Lastly (and I’m guessing the answer is no), does Django have any built in settings or configuration to help with this situation? Thanks!

prime timber
#

are these databases supposed to be the db for the Django app, or just some generic datastore that you are talking to using non-django tooling?

#
honest willow
#

They’re generic data stores. They will need up be read from and updated, but the Django ORM will not be managing any of them

#

Clarification: when I say “updated” I mean the Django app will insert data and modify records, not have anything to do with the structure of the databases

boreal merlin
#

Do they all have different data structures or are they all the same?

prime timber
#

okay. I have no experience setting up dynamic database connections in a django backend, I would assume there are libraries to help with this. the tricky part would be maintaining managed open connections to reuse across incoming requests over some time. Django has this solved internally, I don't think it's made to be reused for arbitrary connections to non-django databases though.

#

what database engine are you targetting, all e.g. Postgres or Mysql, or is it mixed?

prime timber
#

from what I understand, Django uses connection pooling per process, but not across processes. depending on how you run it, e.g. a gunicorn with 4 worker processes, each process will maintain its list of open connections to reuse as requests come in and are handled by a newly spawned thread that shares that parent process connection pool.

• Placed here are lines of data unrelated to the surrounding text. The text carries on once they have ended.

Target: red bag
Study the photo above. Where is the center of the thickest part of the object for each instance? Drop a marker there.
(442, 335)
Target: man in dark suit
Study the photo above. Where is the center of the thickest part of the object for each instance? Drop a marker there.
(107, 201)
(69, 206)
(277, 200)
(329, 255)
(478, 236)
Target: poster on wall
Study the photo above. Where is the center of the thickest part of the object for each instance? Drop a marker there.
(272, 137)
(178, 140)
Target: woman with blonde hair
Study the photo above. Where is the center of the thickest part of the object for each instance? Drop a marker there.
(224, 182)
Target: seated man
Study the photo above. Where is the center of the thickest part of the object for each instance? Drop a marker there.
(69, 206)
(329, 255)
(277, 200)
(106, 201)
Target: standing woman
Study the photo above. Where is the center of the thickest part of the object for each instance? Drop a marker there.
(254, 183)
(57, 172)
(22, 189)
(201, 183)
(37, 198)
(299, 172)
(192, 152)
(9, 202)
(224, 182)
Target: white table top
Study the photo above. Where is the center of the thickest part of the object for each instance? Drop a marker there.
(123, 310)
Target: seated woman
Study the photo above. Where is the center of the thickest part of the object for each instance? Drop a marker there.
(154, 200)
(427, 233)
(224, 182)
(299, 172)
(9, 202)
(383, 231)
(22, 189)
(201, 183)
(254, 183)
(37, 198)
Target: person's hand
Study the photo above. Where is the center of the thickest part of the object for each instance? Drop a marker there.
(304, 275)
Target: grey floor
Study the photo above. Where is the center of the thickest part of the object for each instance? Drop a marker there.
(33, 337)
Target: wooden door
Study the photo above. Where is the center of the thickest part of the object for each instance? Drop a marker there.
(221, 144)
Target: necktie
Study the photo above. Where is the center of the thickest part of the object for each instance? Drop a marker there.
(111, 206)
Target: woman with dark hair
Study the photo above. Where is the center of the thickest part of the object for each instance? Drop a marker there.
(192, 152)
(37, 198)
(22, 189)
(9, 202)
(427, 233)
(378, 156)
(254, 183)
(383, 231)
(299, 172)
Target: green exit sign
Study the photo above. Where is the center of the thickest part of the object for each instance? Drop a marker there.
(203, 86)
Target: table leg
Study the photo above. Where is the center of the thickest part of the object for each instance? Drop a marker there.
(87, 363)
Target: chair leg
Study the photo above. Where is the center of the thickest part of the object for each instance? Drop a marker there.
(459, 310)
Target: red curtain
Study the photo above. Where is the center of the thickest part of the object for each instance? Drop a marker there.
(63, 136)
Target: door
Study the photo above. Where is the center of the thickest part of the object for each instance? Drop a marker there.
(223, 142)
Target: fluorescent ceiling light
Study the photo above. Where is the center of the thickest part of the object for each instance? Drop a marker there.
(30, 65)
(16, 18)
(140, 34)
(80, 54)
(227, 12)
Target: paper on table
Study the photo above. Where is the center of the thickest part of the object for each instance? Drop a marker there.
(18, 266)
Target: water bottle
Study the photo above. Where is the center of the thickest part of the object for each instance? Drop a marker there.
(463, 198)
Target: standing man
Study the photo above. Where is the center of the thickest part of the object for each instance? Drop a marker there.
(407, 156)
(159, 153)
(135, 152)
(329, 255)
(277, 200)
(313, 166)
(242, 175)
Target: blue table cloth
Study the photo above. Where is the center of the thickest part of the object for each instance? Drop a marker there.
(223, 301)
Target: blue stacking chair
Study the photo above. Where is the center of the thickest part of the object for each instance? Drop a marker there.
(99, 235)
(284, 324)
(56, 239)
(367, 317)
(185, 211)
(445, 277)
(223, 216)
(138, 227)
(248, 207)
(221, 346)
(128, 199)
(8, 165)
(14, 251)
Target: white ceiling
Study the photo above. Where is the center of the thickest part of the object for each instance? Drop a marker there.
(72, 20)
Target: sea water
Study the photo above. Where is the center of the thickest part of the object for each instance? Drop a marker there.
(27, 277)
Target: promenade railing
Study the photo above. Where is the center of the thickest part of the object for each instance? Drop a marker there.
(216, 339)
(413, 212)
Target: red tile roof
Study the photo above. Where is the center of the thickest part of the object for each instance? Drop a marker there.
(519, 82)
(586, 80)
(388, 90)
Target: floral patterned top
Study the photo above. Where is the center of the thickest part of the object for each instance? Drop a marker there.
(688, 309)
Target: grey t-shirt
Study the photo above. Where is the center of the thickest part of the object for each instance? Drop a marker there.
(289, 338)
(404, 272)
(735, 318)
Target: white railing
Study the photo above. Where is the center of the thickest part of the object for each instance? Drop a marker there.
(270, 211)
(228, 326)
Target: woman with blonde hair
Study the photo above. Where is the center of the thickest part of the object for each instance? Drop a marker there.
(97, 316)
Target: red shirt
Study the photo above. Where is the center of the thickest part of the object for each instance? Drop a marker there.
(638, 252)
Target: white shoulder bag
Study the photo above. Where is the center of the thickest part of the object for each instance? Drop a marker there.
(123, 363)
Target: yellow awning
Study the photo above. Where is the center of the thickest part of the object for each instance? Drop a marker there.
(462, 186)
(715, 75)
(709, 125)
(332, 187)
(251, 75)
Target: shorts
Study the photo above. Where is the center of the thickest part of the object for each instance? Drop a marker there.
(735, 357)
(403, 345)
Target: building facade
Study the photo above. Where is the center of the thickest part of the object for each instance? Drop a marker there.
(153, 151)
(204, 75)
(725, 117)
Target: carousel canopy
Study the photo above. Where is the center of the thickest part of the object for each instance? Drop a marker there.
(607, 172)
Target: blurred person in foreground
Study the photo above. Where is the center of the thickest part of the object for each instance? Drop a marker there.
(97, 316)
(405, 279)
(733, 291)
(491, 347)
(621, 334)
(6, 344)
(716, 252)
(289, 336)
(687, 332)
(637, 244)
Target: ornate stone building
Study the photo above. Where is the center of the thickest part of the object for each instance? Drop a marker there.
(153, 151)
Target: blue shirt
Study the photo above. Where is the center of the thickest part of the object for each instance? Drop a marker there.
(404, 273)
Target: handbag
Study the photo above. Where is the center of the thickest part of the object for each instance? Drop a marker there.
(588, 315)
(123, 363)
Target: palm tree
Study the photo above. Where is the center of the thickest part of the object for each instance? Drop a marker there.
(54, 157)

I assume most db libraries like psycopg will have some sort of pooling API you can use for that.

#

by default the whole reuse seems disabled, as CONN_MAX_AGE=0 will just close any connection at the end of every request, it must be set to a positive number (seconds)

honest willow
#

It is mixed, SQL Server and Postgres. There are about 5 different schemas that hold similar data. My plan to deal with that is to have a shared interface with methods like “read_all_locations” that can change depending on the source. I will abstract away all of the differences in the databases before Django needs to deal with it.

If there’s not a ton of overhead in re-opening a database connection within every view, I might just try that as a first cut and see if there are any issues.

honest willow
prime timber
#

yea I would start with just connecting once per request and see how it goes. it's an interesting problem you have which I hadn't have to deal with yet, keep us posted 🙂